As previously reported, the Company and BioScrip Pharmacy Services, Inc. (“BioScrip Pharmacy”), on the one hand, and DS Pharmacy, Inc. and drugstore.com, inc., both subsidiaries of Walgreens Parent (together, “drugstore.com”), on the other hand, entered into an agreement concurrently with the Asset Purchase Agreement providing that BioScrip Pharmacy ceases to be the sole fulfillment pharmacy for customers who come through the drugstore.com website, except for existing customers who have previously purchased pharmaceutical products through the website from BioScrip Pharmacy. The agreement provided for a cash payment of $3 million to the Company and the release of $2.9 million of funds held in escrow by the Company to drugstore.com following the execution of the agreement on February 1, 2012. At the closing of the Pharmacy Services Asset Sale, BioScrip Pharmacy’s existing e-commerce patient files and related assets transferred to the Buyers.
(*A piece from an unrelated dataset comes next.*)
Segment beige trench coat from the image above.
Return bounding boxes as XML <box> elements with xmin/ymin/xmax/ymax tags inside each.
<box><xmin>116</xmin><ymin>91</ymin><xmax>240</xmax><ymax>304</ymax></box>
The agreement also contained a mutual settlement and release of claims between the parties.

The information contained in Item 1.01 is incorporated herein by reference. The Company is filing as an exhibit the Company’s unaudited pro forma consolidated financial information with respect to the Pharmacy Services Asset Sale, which is included as Exhibit 99.1.

 

Item 9.01 Financial Statements and Exhibits.

 

(d) Exhibits

 

Exhibit
No.

  

Description

  2.1    Amendment No. 1, dated as of May 4, 2012, to the Community Pharmacy and Mail Business Purchase Agreement, dated as of February 1, 2012, by and among Walgreen Co., an Illinois corporation, Walgreens Mail Service, Inc., an Illinois corporation, Walgreens Specialty Pharmacy, LLC, a Delaware limited liability company, and Walgreen Eastern Co., Inc., a New York corporation, the Company and subsidiaries of the Company listed on Annex A thereto
99.1    Unaudited Pro Forma Consolidated Financial Information of BioScrip, Inc.


SIGNATURES

Pursuant to the requirements of the Securities Exchange Act of 1934, the registrant has duly caused this report to be signed on its behalf by the undersigned hereunto duly authorized.

 

  BIOSCRIP, INC.
Date: May 10, 2012    

/s/ Kimberlee Seah

  By:   Kimberlee Seah
    Senior Vice President, Secretary and General Counsel


EXHIBIT INDEX

 

Exhibit
No.

  

Description

  2.1    Amendment No. 1, dated as of May 4, 2012, to the Community Pharmacy and Mail Business Purchase Agreement, dated as of February 1, 2012, by and among Walgreen Co., an Illinois corporation, Walgreens Mail Service, Inc., an Illinois corporation, Walgreens Specialty Pharmacy, LLC, a Delaware limited liability company, and Walgreen Eastern Co., Inc., a New York corporation, the Company and subsidiaries of the Company listed on Annex A thereto
99.1    Unaudited Pro Forma Consolidated Financial Information of BioScrip, Inc.